Companies require some water during the drilling process, but the main water draw is hydraulic fracturing. A typical modern, horizontal well in Kingfisher County requires about 17 million gallons of water for fracking operations.
Three main sources of water are used by the oil and natural gas industry.
Companies can receive permits from the state to use freshwater from lakes, creeks, ponds and water wells. Freshwater is easiest to use, but regulators encourage the industry to find alternatives because of the limited availability of freshwater resources, especially when there is little rainfall.
After the water is pumped into the well as part of hydraulic fracturing operations, much of the water mixed with sand and chemicals returns to the surface through the well and is recovered by the producer and is known as flowback.

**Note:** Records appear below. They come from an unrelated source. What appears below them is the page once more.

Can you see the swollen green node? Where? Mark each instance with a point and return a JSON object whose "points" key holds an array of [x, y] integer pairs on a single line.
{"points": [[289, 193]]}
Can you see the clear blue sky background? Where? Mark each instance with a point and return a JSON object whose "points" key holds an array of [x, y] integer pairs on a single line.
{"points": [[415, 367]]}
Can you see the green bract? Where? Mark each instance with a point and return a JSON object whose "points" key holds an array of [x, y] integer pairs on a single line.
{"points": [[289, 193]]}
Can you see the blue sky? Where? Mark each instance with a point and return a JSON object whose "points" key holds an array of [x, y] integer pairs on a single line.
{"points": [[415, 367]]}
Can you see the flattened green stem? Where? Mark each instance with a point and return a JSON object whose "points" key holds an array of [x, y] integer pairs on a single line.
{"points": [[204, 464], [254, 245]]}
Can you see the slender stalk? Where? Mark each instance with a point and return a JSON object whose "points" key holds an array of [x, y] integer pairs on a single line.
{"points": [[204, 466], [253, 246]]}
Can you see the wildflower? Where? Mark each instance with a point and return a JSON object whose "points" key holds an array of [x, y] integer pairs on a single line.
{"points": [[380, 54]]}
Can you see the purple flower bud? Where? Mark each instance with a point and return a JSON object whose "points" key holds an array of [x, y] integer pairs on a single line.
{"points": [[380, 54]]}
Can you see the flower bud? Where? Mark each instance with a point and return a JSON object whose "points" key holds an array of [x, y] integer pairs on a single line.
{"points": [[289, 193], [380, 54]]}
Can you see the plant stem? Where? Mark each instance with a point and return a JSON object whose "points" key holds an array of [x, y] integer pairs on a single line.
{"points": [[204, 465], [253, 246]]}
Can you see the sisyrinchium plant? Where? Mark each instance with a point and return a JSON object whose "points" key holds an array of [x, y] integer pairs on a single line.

That water typically is recovered over the first several days or weeks of a new well’s production.
Oil and natural gas wells also recover naturally occurring ancient seawater that is trapped deep underground along with the oil and natural gas producers are seeking. This produced water typically contains many times the salt content of modern oceans and often includes other minerals and substances. Produced water is recovered from the well along with oil and natural gas throughout the life of the well, with the well often yielding many times more water than oil and natural gas.
Companies increasingly are cleaning much of their produced water and using it to offset some of their freshwater needs.